The list of recent famous assassins is long. Sirhan Sirhan. Mark David Chapman. John Wilkes Booth. James Earl Ray. Lee Harvey Oswald. And those are only the ones associated with American assassinations. Famous historical assassins from other cultures include Brutus, Gavrilo Princip, and Charlotte Corday.
Someone once said that you can either be a famous person or the murderer of a famous person to be remembered in history. This is the story of an assassin we don’t remember, but history felt the effects of his murderous act. What’s interesting about this particular assassin is that we indeed remember the person killed.
Historians familiar with his story have circumstantial evidence that the murdered man’s wife and or son had a hand in hiring this unremembered assassin.

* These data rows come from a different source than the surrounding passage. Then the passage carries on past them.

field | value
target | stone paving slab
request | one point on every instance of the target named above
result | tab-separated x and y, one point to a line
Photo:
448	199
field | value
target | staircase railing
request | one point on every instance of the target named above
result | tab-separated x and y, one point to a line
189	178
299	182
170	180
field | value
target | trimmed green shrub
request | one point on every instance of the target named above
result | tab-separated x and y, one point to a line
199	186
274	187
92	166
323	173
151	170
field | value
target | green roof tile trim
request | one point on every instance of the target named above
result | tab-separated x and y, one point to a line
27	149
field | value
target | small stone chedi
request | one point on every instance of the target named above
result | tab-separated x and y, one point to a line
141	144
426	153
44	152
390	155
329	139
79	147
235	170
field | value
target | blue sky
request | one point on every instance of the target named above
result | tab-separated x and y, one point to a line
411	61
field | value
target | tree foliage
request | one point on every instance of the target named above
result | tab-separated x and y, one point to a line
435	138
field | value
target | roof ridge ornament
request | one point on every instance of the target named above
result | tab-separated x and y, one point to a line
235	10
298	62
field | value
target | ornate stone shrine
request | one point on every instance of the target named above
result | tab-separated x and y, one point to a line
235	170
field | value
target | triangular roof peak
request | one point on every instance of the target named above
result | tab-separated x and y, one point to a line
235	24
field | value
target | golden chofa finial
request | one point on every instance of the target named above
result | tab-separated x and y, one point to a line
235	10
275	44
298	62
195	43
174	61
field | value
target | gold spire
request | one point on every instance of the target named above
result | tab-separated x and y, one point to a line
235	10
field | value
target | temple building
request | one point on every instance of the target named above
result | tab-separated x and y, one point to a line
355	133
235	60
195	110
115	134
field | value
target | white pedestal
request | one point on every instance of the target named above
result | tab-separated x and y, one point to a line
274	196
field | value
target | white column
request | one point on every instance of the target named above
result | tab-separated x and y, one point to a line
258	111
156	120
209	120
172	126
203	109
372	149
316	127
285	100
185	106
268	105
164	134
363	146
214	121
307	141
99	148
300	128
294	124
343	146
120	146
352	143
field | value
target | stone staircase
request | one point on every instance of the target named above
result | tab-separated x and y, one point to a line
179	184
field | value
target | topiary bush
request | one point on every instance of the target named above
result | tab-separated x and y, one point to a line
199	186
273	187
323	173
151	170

Believe what you will. I happen to think the killer acted on his own. The main reason for this is, I feel, that the murdered man publicly embarrassed his killer, and, since the man’s pride was so wounded, he took his revenge by murdering the man who had shamed him.
To make matters even more, well, almost incestuous, is that the murderer had been hired as a bodyguard for the man he killed. That gave him access. The old police trope that murder requires means, motive, and opportunity is certainly in play here. The murderer had the motive (the public embarrassment), the opportunity (as a bodyguard, he had access), and as for the means, well, he chose to thrust a blade into the ribcage of his boss right before a public event–the marriage of the man’s daughter.

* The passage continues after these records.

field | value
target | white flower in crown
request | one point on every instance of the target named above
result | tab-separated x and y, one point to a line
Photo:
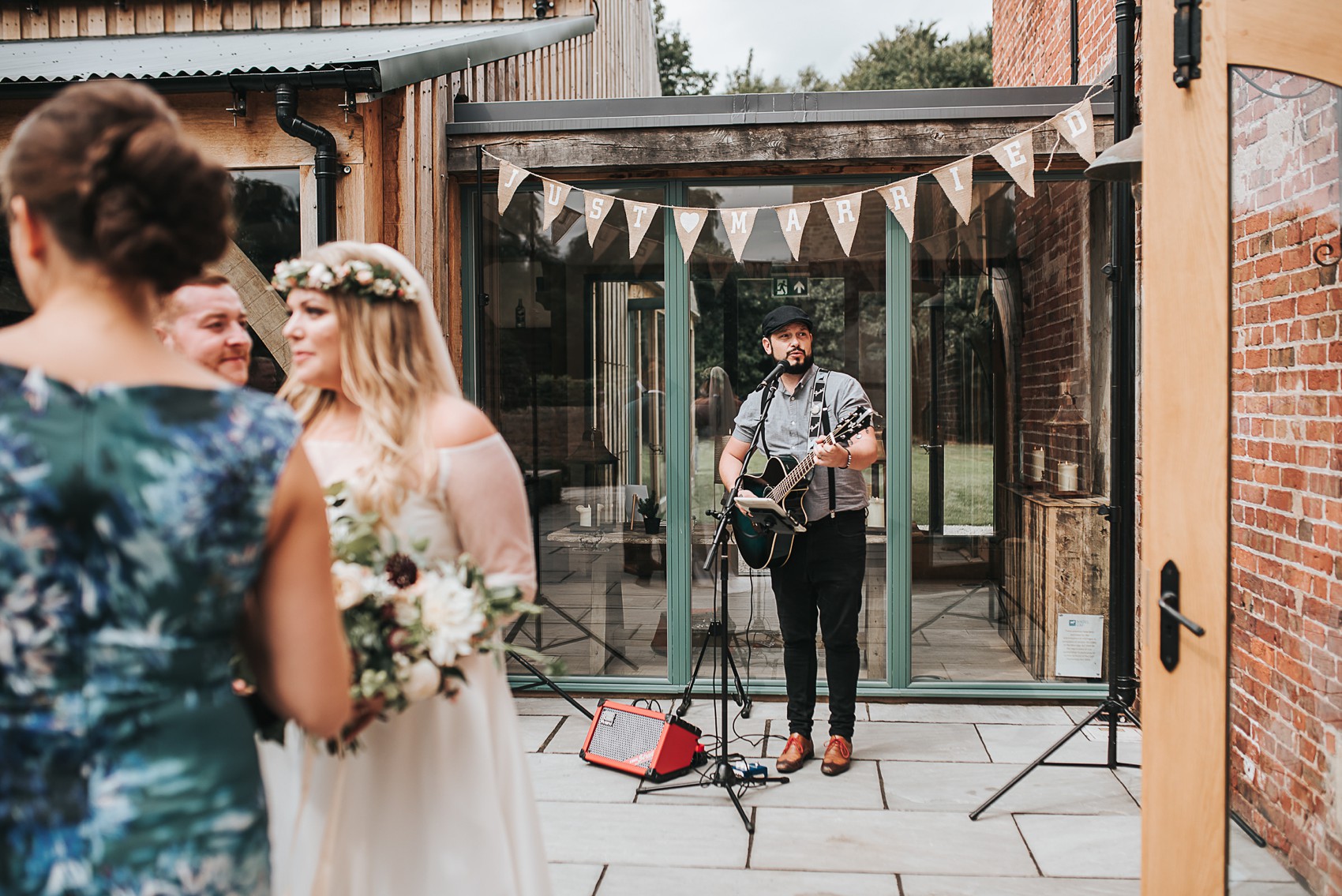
452	615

There is a problem with the motive part of the equation, however. It seems that eight years passed between the time of the humiliation and the murder. That is quite the long time for someone to wait for revenge. I can’t often remember what happened to me eight days ago, much less something that happened almost a decade in the past. Yet, we are supposed to believe that this eight year span was a time of waiting for the right moment. And the wedding was it.

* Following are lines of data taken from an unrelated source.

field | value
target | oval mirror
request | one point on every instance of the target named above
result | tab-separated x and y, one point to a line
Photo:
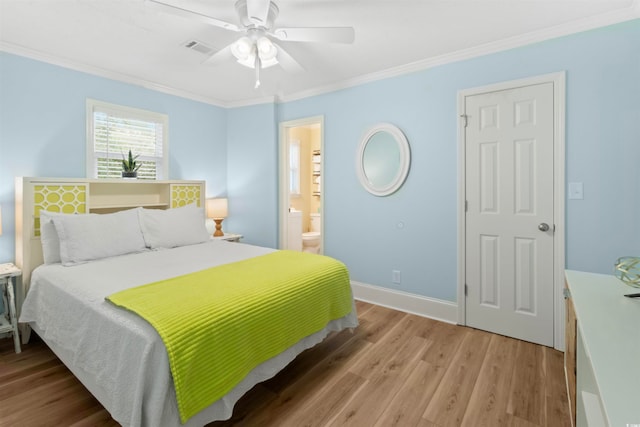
383	159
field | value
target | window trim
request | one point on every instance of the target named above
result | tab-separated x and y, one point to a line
137	113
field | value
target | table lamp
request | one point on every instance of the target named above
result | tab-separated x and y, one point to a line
217	210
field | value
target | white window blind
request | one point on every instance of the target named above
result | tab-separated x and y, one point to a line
113	130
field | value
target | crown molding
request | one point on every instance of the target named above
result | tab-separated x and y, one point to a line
574	27
102	72
602	20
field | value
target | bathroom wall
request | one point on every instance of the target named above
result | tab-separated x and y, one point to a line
415	229
301	201
315	142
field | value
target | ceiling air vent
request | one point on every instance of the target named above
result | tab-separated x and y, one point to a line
198	47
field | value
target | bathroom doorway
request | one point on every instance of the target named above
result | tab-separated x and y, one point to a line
301	173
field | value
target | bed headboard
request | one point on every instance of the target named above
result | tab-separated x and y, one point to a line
81	196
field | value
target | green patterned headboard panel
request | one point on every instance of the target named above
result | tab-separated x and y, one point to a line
61	198
182	195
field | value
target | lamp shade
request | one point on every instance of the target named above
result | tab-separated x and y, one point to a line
217	208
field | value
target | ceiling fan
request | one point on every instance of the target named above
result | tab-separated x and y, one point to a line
256	47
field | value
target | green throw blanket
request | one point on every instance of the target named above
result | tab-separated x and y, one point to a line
220	323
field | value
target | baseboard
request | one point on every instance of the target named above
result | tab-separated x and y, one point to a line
433	308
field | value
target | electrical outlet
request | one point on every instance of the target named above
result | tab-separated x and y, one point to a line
395	276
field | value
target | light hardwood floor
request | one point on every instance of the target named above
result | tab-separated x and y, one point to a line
395	369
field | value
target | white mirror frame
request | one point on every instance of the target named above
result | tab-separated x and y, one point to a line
403	167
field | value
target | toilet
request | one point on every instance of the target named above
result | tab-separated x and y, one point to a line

The act was premeditated. The escape after the murder was clearly planned. Accomplices (who were later tried and executed) aided the attempted flight of the killer. Oh, and the killer himself was quickly caught and killed before he could testify as to his true motive and/or if the murdered man’s wife and/or son had anything to do with the murder.
That proved quite convenient. One reason historians suspect the wife as an accomplice in the murder is that, shortly after her husband’s death, she paid for a large memorial to be placed in the city where the murder took place honoring…the murderer.
You see, when her husband died, the now-widow’s 20-year-old son became king. This young man (who may or may not have been involved as well) went on to conqueror the known world over the next 13 years. You know her husband as Philip of Macedon.
You know her young son as Alexander the Great.